Figure 4: CLEAR performs direct answering on mildly degraded images (left), and triggers generative restoration only when severe degradation impairs necessary cues (right).
Figure 5: The model dynamically adjusts the generation trigger rate with corruption severity, incurring extra inference cost only when benefit is expected.
Critically, RL-trained models—optimized strictly on answer-correctness—yield intermediate visual states with consistently higher perceptual quality (BRISQUE, NIQE, MUSIQ) than those optimized using pixel-level MSE, despite receiving no explicit perceptual supervision. Task-driven optimization and visual clarity are thus empirically aligned, and reconstruction losses can actively suppress the retrieval of sharp detail.
Theoretical and Practical Implications
The CLEAR framework advances the theory and practice of multimodal model design in multiple ways:
- It demonstrates that potential synergies between generation and understanding in UMMs can only be realized if both behavioral and architectural bottlenecks are eliminated, requiring alteration of both data and computation graph.

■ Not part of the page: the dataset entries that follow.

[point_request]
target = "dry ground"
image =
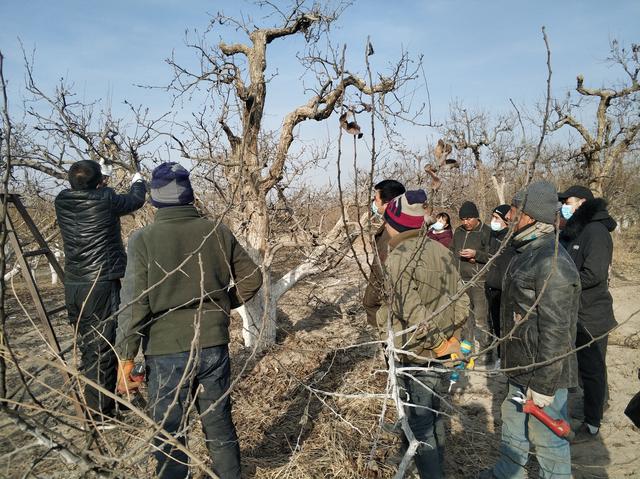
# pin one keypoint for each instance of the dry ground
(289, 427)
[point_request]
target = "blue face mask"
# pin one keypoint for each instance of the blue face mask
(566, 211)
(496, 226)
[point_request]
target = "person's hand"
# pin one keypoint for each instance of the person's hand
(125, 385)
(468, 253)
(137, 177)
(539, 400)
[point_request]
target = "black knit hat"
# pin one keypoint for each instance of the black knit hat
(468, 210)
(578, 191)
(502, 211)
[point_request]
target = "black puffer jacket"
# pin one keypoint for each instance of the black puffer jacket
(587, 238)
(90, 224)
(499, 266)
(548, 332)
(478, 239)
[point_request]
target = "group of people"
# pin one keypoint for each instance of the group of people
(536, 300)
(536, 280)
(183, 275)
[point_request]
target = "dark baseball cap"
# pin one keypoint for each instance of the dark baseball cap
(578, 191)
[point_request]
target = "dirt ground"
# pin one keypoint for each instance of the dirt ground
(306, 408)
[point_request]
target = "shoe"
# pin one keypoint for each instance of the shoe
(392, 427)
(486, 474)
(583, 434)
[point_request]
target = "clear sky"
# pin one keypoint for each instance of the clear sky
(480, 52)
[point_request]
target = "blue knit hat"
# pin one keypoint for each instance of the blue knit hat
(170, 186)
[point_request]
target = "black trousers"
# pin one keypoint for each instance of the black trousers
(89, 305)
(477, 325)
(592, 368)
(493, 298)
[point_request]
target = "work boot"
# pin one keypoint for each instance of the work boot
(584, 434)
(486, 474)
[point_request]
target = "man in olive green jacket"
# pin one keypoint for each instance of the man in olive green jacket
(421, 277)
(385, 191)
(184, 274)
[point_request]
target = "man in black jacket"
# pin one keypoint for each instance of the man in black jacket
(470, 246)
(89, 219)
(539, 312)
(587, 238)
(495, 275)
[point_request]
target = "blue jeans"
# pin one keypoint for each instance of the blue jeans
(519, 430)
(171, 385)
(424, 420)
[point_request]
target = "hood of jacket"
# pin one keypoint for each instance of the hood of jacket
(590, 211)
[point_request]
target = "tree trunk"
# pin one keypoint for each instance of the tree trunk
(258, 328)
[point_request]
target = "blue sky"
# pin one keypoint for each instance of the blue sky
(478, 52)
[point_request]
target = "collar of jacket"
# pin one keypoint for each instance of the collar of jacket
(477, 228)
(400, 237)
(590, 211)
(174, 212)
(534, 243)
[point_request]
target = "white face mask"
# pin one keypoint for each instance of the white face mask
(438, 226)
(496, 226)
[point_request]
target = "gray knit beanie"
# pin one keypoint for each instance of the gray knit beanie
(538, 200)
(170, 186)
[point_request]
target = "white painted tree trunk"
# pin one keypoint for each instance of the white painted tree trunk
(54, 276)
(255, 332)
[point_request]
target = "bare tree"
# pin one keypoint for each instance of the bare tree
(235, 73)
(616, 124)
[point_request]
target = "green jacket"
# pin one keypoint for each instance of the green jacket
(201, 260)
(421, 277)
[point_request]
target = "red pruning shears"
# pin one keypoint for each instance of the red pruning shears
(559, 427)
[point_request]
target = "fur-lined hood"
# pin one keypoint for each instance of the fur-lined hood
(590, 211)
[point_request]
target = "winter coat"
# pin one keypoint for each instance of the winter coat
(544, 332)
(587, 238)
(421, 278)
(443, 238)
(499, 266)
(373, 292)
(89, 221)
(478, 239)
(203, 258)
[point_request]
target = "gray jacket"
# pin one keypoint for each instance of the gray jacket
(539, 313)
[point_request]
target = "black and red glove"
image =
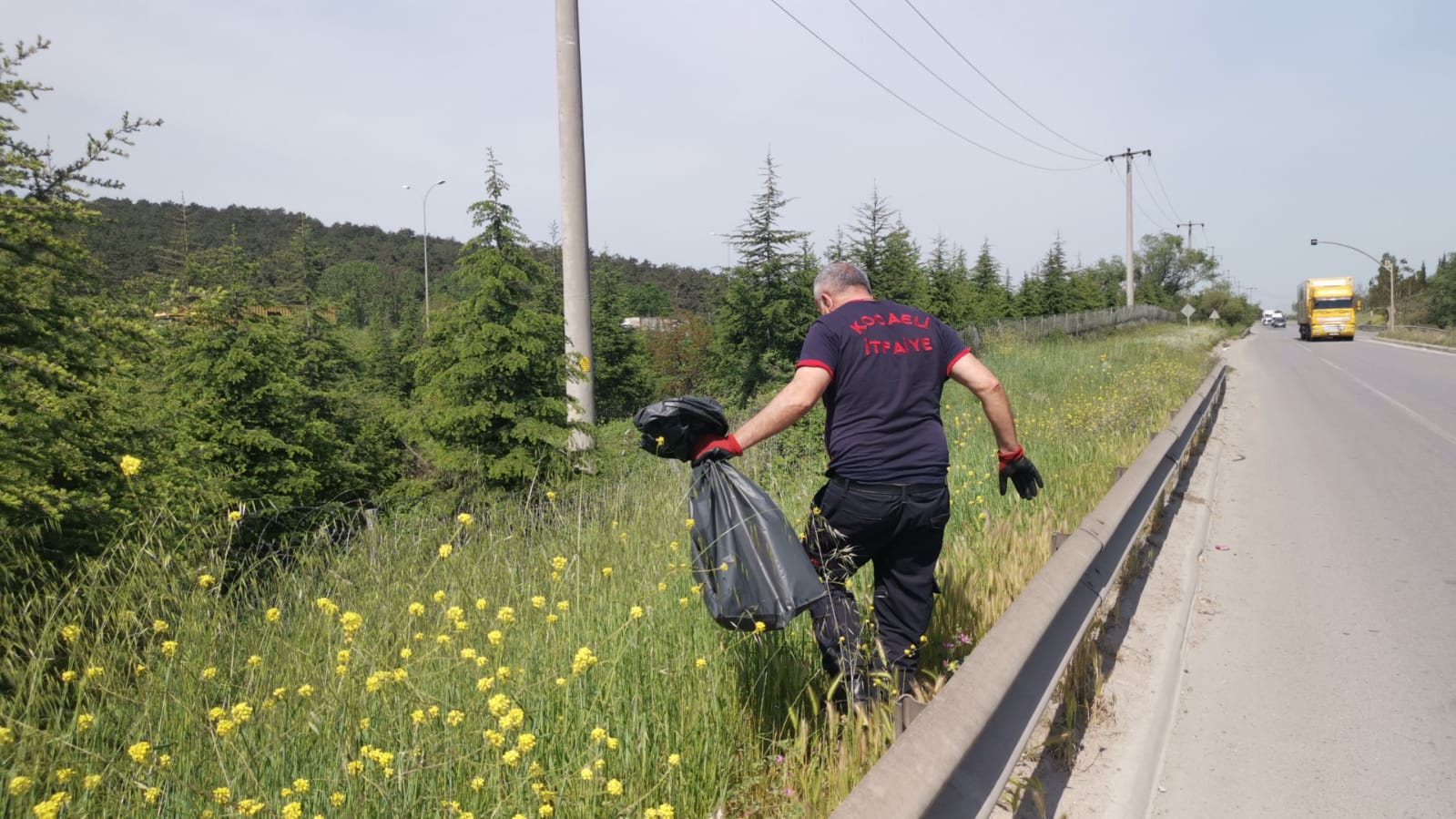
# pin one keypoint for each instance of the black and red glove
(711, 447)
(1021, 471)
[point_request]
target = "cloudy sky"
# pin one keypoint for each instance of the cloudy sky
(1270, 121)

- The Latent Representation Bridge constitutes a general structural innovation, permitting unified models to support fully differentiable, interleaved multi-modal reasoning in settings beyond image degradation.
- The finding that task-driven RL yields visual representations with superior perceptual metrics challenges the standard intuition that explicit pixel supervision is necessary for visual generation, with implications for model design in restoration, enhancement, and beyond.
- From a deployment perspective, CLEAR enables robustness improvements on naturally occurring degradations with moderate, predictable computational overhead, as the triggering of generative steps is tightly coupled with anticipated downstream utility.
Conclusion
CLEAR provides a methodologically rigorous and practically effective solution to the problem of degradation-induced performance collapse in unified multimodal models. Through explicit training curricula, architectural modification, and joint RL-based optimization, it establishes an actionable functional connection between generative and reasoning capacities. The resulting models are robust across diverse corruption types, preserve clean-image performance, and dynamically allocate generative resources as needed, closing the behavioral and structural loop that prior UMMs leave open. Future directions include extending the paradigm to finer-grained region-conditional generation, continuous degradation assessment, and modeling of non-additive or adversarial noise distributions.
Figure 6: Visualization of the 16 corruption types at three severity levels exemplifies the diversity and severity of degradations addressed in MMD-Bench and CLEAR analysis.
Figure 7: Additional qualitative results demonstrate the breadth of CLEAR’s robust reasoning across degradation types and benchmarks.